Now that he thought back, the men hadn't been your usual cons either. He remembered one guy screaming about cannibals hiding in the swamp. The sheriff had shut him up by rifle-butting him. “You killed your wife and boiled her, that's why you’re a con.”
It was unsettling; he saw will-o'-the-wisp mist and the endless reeds of the swamp clouding his alibi. Tallulah's corpse rode to the surface of his mind. Finally he stopped on the shoulder; his idea being to go back and clear-up the problem. The sheriff had said they were camping out. If he could sneak back and set the cons loose, the cops would do a search of the area and think they were Tallulah's killers, when her body turned up.
The sun sank faster than a swamp rat and it was dark by the time Billy Bob got back. Being wise, he parked a ways back and approached on foot, finding the police car and the sheriff's prison trailer gleaming with firelight. He could see the cons sleeping by the fire. Only the cannibal con appeared to be awake; he was looking at the night, his eyes like splotches of ink on dead yellow parchment.
The sheriff had obviously shackled them and then nodded off in his trailer. It was time for Billy Bob to move, creep up, loose the cons and shoot the sheriff with his own rifle.
Only the plan didn't go smoothly. As he crept out of the shadows, he met a gun barrel. It was the cannibal; he'd been loose all along. Knowing this was a guy who'd shoot, Billy Bob put his hands up.
“Keep 'em high,” the cannibal said, looking sober and mean. “I killed the sheriff, and I'll kill you too.”
“I'm no friend of the sheriff. I was going to kill him and set you free.”
“Yeah, if that's the case you got an invite to dinner. Sit down, but don't try anything funny or I'll shoot.”
“Say, pal,” Billy Bob said, wondering what the cannibal was eating. “I hope that's not the sheriff you're cooking in that pot?”

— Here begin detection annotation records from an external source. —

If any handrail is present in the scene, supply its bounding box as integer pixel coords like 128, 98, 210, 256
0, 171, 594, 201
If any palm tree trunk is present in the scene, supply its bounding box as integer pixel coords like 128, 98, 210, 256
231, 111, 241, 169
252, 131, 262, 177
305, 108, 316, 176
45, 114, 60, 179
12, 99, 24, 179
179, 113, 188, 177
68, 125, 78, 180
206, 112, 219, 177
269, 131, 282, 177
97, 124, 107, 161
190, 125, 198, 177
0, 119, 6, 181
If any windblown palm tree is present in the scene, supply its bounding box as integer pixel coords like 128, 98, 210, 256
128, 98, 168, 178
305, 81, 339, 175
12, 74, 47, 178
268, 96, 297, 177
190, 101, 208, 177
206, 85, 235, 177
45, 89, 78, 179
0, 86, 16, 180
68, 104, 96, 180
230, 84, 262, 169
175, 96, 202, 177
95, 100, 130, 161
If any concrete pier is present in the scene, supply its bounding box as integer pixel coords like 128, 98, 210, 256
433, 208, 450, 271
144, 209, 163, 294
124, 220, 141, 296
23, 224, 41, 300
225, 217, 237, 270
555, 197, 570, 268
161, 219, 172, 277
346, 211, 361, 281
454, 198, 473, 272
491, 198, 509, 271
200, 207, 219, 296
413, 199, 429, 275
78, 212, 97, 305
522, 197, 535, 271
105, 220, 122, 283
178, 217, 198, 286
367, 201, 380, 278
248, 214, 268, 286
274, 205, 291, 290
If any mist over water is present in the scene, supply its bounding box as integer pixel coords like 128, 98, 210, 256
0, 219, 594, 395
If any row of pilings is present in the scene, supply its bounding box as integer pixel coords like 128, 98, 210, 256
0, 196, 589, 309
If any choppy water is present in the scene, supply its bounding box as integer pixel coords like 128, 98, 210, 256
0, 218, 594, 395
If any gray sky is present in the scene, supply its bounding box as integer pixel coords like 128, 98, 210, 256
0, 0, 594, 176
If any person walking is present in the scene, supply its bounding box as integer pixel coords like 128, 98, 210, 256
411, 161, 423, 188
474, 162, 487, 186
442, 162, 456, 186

“Hell no, the sheriff is resting in peace. Him and my buddies. Oh, I forgot to mention it - they're dead too. I cut their throats. But before they died, they brought back a little meat. A little something the sheriff bagged out in the swamp. Most of the carcass is under the tarp. I'll show you.”
The cannibal was as thin as sticks, and he moved like a cat in his baggy clothes. With a quick stroke, he pulled the tarp away, revealing the body of a woman. The head had been severed and set on a plate. It was positively ghastly - slime-swollen eyes, tongue fat and green as a bloated rat, mud and firelight creating ghoulish makeup.
“Oh-no!” Billy Bob thought. “It's Tallulah! They've pulled her out of the swamp!”
. . . Dinner was getting colder and the cannibal was getting meaner. “Come on, fella. Stop babbling about the bingo and saying dead, dead, dead. I want you to eat all of your dinner. I get mighty riled when folks won't eat with me.”